I am sending an HTTP GET request to a third-party API that responds with binary content (a pdf document). I would like to use the response body as a paperclip attachment.
Using the Faraday gem to make the HTTP GET request, I can see the following output from the server:
pragma: "no-cache"
content-length: "16080"
content-type: "application/octet-stream"
expires: "-1"
server: "Microsoft-IIS/8.5"
content-disposition: "attachment; filename=2160506180802980077.pdf"
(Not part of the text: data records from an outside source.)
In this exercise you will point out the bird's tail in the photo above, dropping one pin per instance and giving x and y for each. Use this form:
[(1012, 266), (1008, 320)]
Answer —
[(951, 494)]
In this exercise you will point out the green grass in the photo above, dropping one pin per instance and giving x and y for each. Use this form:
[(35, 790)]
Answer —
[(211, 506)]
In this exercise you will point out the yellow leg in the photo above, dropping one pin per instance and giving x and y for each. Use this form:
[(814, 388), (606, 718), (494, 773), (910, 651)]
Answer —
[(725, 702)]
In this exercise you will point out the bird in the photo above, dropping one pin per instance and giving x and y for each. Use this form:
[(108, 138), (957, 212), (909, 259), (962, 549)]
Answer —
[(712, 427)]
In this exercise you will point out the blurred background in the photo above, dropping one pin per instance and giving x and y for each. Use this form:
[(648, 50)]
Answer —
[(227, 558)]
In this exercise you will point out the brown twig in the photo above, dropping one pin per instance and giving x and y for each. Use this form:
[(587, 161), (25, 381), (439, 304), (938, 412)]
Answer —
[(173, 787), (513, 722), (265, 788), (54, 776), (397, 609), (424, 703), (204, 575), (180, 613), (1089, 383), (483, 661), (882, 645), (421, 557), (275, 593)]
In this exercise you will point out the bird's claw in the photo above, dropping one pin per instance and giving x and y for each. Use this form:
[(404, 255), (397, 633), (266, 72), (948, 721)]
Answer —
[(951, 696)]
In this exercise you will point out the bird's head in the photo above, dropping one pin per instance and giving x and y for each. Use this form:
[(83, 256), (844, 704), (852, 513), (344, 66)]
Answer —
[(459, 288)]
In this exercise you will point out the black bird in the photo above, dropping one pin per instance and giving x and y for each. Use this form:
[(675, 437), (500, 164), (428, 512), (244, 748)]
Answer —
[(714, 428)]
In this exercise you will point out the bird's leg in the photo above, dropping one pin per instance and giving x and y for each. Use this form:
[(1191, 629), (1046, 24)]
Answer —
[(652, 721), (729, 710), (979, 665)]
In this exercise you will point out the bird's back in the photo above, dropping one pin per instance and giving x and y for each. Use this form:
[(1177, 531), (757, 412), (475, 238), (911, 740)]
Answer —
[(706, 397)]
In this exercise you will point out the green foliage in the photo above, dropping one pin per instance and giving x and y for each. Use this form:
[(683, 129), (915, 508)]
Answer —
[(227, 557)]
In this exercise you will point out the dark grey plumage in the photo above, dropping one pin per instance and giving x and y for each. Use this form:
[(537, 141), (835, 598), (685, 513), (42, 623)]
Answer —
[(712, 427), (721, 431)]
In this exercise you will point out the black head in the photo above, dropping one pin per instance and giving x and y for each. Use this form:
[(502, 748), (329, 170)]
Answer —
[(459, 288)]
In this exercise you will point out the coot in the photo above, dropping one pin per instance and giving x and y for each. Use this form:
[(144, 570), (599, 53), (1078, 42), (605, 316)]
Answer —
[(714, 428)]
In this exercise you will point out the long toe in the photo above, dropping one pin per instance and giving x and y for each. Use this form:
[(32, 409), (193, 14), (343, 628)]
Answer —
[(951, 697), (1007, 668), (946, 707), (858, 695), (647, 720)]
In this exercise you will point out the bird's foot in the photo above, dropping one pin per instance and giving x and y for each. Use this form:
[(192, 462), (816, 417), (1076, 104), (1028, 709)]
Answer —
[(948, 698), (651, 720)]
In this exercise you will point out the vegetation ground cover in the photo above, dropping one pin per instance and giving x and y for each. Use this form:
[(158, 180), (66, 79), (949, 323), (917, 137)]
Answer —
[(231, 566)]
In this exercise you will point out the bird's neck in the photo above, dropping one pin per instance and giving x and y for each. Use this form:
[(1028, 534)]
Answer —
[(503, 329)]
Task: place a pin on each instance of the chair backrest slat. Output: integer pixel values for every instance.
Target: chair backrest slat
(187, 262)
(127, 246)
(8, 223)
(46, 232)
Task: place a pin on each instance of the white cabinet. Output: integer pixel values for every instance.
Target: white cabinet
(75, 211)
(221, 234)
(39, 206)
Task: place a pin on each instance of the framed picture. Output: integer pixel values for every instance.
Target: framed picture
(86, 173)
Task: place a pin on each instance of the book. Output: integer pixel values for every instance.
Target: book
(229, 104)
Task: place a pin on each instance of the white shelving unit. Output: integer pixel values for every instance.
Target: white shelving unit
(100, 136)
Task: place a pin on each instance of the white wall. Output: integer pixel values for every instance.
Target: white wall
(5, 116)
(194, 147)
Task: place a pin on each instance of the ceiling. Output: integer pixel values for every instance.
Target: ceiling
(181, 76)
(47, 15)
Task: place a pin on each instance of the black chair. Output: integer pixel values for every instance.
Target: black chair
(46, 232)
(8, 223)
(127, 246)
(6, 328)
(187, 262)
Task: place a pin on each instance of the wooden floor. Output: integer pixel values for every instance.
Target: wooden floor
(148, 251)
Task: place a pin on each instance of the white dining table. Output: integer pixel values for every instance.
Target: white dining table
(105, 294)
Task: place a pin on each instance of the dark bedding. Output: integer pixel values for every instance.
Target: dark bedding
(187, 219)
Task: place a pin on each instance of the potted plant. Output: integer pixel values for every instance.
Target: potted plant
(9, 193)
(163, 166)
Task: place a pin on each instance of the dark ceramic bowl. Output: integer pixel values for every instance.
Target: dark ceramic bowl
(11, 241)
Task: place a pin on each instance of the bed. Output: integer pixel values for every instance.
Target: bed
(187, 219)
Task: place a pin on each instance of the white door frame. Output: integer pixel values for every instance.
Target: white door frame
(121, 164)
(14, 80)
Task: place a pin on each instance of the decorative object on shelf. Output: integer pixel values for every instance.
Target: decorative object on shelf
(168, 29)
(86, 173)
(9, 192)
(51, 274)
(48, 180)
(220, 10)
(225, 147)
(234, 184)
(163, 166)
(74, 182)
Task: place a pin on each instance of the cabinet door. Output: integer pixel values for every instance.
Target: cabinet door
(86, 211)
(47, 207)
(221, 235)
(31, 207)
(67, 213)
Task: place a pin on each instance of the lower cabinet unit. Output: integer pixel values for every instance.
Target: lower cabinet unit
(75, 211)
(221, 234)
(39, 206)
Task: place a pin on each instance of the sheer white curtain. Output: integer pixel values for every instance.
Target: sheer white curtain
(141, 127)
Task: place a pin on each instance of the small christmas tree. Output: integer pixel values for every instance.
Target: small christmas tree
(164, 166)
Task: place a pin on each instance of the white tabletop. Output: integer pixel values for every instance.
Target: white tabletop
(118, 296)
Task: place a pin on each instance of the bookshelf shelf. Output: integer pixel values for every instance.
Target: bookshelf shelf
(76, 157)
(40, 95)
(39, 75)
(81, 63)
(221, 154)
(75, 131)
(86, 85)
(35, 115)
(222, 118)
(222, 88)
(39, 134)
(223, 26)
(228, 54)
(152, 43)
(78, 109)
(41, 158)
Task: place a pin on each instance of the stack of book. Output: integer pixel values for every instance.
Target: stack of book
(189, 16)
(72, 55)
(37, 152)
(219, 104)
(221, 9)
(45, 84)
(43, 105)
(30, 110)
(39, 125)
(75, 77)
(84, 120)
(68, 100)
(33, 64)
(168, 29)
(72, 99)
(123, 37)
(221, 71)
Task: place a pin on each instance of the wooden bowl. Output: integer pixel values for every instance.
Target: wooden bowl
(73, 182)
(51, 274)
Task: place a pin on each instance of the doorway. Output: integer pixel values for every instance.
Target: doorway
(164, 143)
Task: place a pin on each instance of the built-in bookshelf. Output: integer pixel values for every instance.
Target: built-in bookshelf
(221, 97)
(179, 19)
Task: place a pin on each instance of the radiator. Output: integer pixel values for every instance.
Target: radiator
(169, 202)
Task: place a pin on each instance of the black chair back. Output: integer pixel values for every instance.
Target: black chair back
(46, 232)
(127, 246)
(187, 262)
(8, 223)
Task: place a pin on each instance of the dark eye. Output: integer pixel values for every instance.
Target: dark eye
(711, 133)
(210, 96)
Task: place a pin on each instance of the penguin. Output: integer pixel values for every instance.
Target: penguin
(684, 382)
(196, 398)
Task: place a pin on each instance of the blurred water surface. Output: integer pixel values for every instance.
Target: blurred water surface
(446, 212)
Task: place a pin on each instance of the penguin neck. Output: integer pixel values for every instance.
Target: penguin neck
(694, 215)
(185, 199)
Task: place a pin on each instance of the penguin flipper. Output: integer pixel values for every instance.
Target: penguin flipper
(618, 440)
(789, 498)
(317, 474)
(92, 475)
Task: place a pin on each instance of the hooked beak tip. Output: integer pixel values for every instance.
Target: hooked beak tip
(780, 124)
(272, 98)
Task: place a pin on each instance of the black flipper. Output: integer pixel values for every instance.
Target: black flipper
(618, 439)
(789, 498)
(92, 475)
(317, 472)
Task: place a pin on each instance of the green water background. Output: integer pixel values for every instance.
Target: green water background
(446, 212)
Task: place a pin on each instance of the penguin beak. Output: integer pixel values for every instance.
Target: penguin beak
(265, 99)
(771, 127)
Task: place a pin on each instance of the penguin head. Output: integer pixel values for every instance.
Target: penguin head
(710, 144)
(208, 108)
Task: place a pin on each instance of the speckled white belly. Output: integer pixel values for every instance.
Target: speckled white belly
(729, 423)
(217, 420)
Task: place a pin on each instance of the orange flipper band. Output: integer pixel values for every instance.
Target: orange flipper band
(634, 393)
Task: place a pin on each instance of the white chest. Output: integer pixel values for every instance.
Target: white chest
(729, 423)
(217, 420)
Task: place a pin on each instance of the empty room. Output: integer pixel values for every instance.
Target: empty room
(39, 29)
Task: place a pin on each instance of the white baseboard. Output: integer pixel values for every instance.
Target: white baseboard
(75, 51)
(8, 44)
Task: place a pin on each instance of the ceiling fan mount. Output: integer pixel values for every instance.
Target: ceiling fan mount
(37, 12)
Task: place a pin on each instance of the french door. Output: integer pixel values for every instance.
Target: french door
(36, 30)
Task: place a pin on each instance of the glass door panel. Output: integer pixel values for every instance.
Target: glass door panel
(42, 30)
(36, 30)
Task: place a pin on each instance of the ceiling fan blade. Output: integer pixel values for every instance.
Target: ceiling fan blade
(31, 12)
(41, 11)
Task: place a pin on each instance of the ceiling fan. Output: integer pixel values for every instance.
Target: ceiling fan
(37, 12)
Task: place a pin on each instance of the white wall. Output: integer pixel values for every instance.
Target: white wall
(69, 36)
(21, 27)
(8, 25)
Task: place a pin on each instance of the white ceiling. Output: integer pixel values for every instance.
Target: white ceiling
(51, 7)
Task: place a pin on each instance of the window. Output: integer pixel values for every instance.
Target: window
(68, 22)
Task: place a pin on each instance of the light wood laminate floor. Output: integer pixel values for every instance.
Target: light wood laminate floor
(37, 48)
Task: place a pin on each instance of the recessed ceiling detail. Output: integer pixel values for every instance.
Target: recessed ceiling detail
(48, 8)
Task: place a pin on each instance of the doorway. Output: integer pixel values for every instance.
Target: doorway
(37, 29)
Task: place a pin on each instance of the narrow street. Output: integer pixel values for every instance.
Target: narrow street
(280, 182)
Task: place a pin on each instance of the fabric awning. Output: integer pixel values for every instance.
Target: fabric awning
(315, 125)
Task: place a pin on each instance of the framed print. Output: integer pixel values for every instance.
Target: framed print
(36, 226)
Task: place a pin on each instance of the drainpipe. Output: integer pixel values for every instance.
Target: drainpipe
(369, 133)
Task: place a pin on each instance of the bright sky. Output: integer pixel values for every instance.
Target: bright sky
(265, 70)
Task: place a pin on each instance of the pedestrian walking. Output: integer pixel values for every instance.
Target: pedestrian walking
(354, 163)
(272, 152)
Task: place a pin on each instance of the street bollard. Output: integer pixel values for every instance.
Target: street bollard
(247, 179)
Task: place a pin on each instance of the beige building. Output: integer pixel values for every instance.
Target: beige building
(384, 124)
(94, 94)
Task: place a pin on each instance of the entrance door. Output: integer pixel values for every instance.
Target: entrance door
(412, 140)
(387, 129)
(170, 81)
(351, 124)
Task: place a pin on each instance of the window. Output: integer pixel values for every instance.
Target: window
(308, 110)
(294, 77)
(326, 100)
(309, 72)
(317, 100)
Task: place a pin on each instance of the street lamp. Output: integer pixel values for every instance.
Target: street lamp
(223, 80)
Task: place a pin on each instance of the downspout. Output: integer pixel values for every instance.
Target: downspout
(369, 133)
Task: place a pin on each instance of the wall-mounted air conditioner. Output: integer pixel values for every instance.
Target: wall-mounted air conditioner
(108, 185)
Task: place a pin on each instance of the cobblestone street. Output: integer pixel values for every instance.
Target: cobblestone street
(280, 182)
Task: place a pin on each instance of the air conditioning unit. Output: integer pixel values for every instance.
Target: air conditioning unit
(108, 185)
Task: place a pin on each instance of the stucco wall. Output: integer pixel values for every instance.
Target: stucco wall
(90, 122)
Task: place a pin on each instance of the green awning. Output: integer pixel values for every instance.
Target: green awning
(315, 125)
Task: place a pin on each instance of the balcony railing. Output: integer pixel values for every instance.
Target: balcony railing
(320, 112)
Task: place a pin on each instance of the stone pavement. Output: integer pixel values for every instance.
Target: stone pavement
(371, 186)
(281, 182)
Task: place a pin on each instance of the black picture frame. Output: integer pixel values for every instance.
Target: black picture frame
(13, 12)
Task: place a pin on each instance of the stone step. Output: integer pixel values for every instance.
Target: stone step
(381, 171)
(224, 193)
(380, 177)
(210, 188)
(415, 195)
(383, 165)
x-aspnet-version: "4.0.30319"
set-cookie: "XDEBUG=; path=/"
p3p: "CP=\"NOI OUR PSA DEV PSD STA COM CUR\""
date: "Sun, 08 May 2016 03:38:41 GMT"
connection: "close"
The code fails with the following error:
Paperclip::AdapterRegistry::NoHandlerError: No handler found for 16080
It looks like somehow Paperclip is reading the content-length as the content-type.
I’m looking for some help either to resolve the issue above, or propose an alternative method to read an octect-stream from an HTTP GET response in as a Paperclip attachment.
download_document returns a String. When I inspect the returned object, it appears to be a binary representation of the PDF document (see below). Do I have to encode this somehow before writing it to a file?